Business Services Industry

CIT Reports Third Quarter Results; Continued Progress on Liquidity Initiatives

Business Wire, Oct 16, 2008

* Loss from continuing operations of $1.13 per share driven by goodwill and intangible impairment charges

* Operating expenses reduced

* Tangible capital ratio improved

* Credit reserves increased

NEW YORK -- CIT Group Inc. (NYSE: CIT) today reported a loss from continuing operations of $301.6 million ($321.7 million after preferred dividends), or $1.13 per share, for the third quarter of 2008, compared to income of $208.5 million ($201.0 million after preferred dividends), or $1.05 per share for the comparable 2007 quarter. The loss included a $455 million pre-tax ($364 million after-tax) non-cash write-down of goodwill and other intangible assets of the Vendor Finance business segment, which does not affect the tangible capital of the Company.

"In the face of unprecedented market disruption, our Transportation and Trade Finance segments continued to earn double-digit returns, and Corporate Finance remained profitable despite the challenging marketplace. Vendor Finance returns were disappointing and we are undertaking a restructuring of that unit," said Jeffrey M. Peek, Chairman and CEO.

"During the quarter, we advanced our liquidity initiatives and made progress on our long-term funding strategy. We procured new funding arrangements, refinanced existing borrowing facilities, and grew deposits at CIT Bank. We continue to explore opportunities to expand our deposit taking capabilities and stabilize our funding model, and the recent government actions support the timeliness of this initiative. As we evaluate our options, we remain committed to maintaining significant cash balances, a large pool of unencumbered assets, and solid credit reserve and capital positions. Additionally, in response to current market conditions, we have further tightened our underwriting and origination strategies while continuing to support our key clients."
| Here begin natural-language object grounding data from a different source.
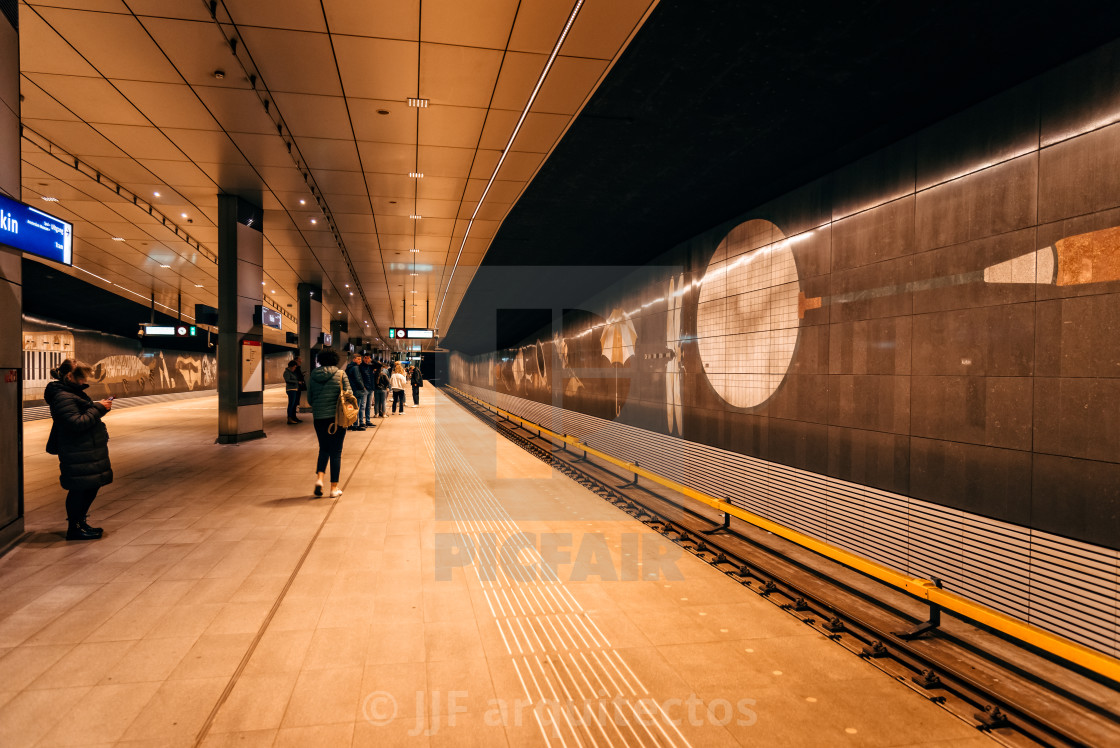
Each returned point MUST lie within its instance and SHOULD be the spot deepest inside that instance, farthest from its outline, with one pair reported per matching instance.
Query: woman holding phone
(81, 441)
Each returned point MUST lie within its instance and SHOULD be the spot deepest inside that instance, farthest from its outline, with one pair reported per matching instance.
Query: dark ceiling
(720, 105)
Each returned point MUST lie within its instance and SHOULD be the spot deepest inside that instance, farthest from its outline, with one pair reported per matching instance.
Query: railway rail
(1004, 689)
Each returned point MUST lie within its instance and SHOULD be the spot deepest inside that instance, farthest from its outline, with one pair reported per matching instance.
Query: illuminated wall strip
(505, 151)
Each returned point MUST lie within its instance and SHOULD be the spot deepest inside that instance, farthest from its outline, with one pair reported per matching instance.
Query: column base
(238, 438)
During the quarter, we prepaid $2.1 billion in bank borrowings and repaid $1.5 billion of unsecured term debt and the remainder of outstanding commercial paper. We ended the third quarter with $7.7 billion of cash, including $4.5 billion of corporate cash, $1.0 billion of cash and short-term investments at CIT Bank (available to fund commercial originations by the bank), $1.3 billion of other cash balances and $0.9 billion of restricted cash (largely related to securitizations). The amounts above include approximately $600 million held in the Reserve Primary Fund, a money market fund investment in orderly liquidation.
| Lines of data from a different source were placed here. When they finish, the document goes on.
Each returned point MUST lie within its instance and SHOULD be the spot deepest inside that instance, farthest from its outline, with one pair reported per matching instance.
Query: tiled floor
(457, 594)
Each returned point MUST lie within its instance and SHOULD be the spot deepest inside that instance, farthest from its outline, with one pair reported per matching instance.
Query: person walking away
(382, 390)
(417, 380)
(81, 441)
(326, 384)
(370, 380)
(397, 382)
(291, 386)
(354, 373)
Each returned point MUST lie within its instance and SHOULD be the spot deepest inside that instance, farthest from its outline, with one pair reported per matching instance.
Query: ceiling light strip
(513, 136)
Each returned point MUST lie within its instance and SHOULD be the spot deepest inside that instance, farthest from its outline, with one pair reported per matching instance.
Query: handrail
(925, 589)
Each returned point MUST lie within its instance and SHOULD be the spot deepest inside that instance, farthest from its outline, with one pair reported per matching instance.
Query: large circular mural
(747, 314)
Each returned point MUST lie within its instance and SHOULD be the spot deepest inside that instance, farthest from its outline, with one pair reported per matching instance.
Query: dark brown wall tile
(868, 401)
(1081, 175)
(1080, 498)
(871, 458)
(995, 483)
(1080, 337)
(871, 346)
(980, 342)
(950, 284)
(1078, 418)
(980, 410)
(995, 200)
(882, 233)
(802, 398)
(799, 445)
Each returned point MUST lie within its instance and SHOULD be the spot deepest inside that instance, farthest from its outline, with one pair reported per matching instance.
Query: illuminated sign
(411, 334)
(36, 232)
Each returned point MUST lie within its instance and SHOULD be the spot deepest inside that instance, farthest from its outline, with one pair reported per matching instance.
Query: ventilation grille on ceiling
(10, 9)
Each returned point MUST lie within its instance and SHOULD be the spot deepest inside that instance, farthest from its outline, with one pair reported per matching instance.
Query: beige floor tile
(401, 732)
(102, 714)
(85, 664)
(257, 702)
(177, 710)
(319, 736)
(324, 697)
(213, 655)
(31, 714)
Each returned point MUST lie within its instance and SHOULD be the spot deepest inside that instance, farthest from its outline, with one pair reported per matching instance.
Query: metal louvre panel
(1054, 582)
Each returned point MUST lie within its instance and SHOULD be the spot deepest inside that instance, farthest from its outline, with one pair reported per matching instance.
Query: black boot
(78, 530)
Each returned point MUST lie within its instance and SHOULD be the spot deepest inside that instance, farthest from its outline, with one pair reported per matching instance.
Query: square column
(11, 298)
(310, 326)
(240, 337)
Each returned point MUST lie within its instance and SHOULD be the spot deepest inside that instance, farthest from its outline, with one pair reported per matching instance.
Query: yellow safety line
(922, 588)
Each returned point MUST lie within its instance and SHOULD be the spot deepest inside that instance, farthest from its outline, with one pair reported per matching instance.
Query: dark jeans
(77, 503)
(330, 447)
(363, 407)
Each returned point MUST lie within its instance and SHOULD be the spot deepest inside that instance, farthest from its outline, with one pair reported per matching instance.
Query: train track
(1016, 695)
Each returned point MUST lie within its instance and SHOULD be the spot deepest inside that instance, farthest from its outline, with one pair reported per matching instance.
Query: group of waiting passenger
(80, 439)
We continued our strong focus on liquidity by executing on a number of initiatives during the quarter including:

* Closed on the sale of the home lending business and manufactured housing portfolio in early July, with substantially all of the $1.8 billion in cash proceeds received and all $4.3 billion of the related secured debt transferred. The Company no longer has direct exposure to this asset class.

* Refinanced $6 billion of secured funding facilities including approximately $4 billion of conduit facilities that finance government-guaranteed student loans and a $2 billion conduit facility to finance equipment loans and leases.
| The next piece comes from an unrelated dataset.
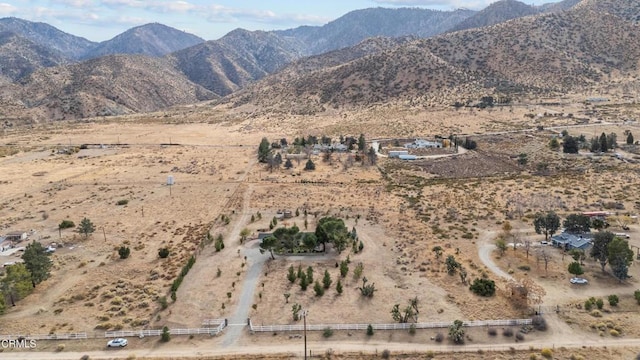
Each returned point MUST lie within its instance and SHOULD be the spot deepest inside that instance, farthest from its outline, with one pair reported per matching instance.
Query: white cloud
(7, 9)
* Received approximately $1.3 billion of the $3 billion long-term, committed financing facility from Goldman Sachs, with the remainder expected to be funded by year-end.

* Issued approximately $800 million of deposits, consisting of $700 million of time deposits and the remainder in brokerage sweep accounts through CIT Bank, our Utah-based industrial bank.

* Borrowed approximately $400 million under a secured aircraft financing facility, under which we expect to finance an additional $1.1 billion of Airbus plane deliveries.

* Limited asset growth during the quarter, as seasonal factoring growth was offset by lower origination volume, and the sale of approximately $500 million of assets (primarily commercial aircraft and commercial loans).

* Signed a commitment letter with Wells Fargo for a $500 million secured lending facility that is subject to due diligence and closing conditions.

We maintain a plan that we expect will satisfy our funding requirements for the next twelve months without accessing the unsecured debt markets. Our estimated funding needs for the next twelve months, including unsecured debt and bank line maturities and equipment purchase commitments, approximate $13 billion. We anticipate satisfying these needs through a combination of cash on hand, existing borrowing facilities, additional secured financings and balance sheet reduction strategies including portfolio run-off, volume reductions and asset sales.

Consolidated Financial Highlights of Continuing Operations:

Our third quarter results reflect the liquidity actions, as well as a focus on efficiency and credit risk management. During the quarter we increased the reserve for credit losses by approximately $75 million, due to weakening economic conditions and higher non-performing asset balances. We also reduced expenses by approximately $12 million from last quarter and initiated further cost savings actions. The ratio of total tangible equity to managed assets at September 30, 2008 improved to 9.16% from 9.02% at June 30, 2008. This ratio is not impacted by the goodwill and intangible impairment charges. Approximately 76% of commercial assets remain unencumbered ($42 billion).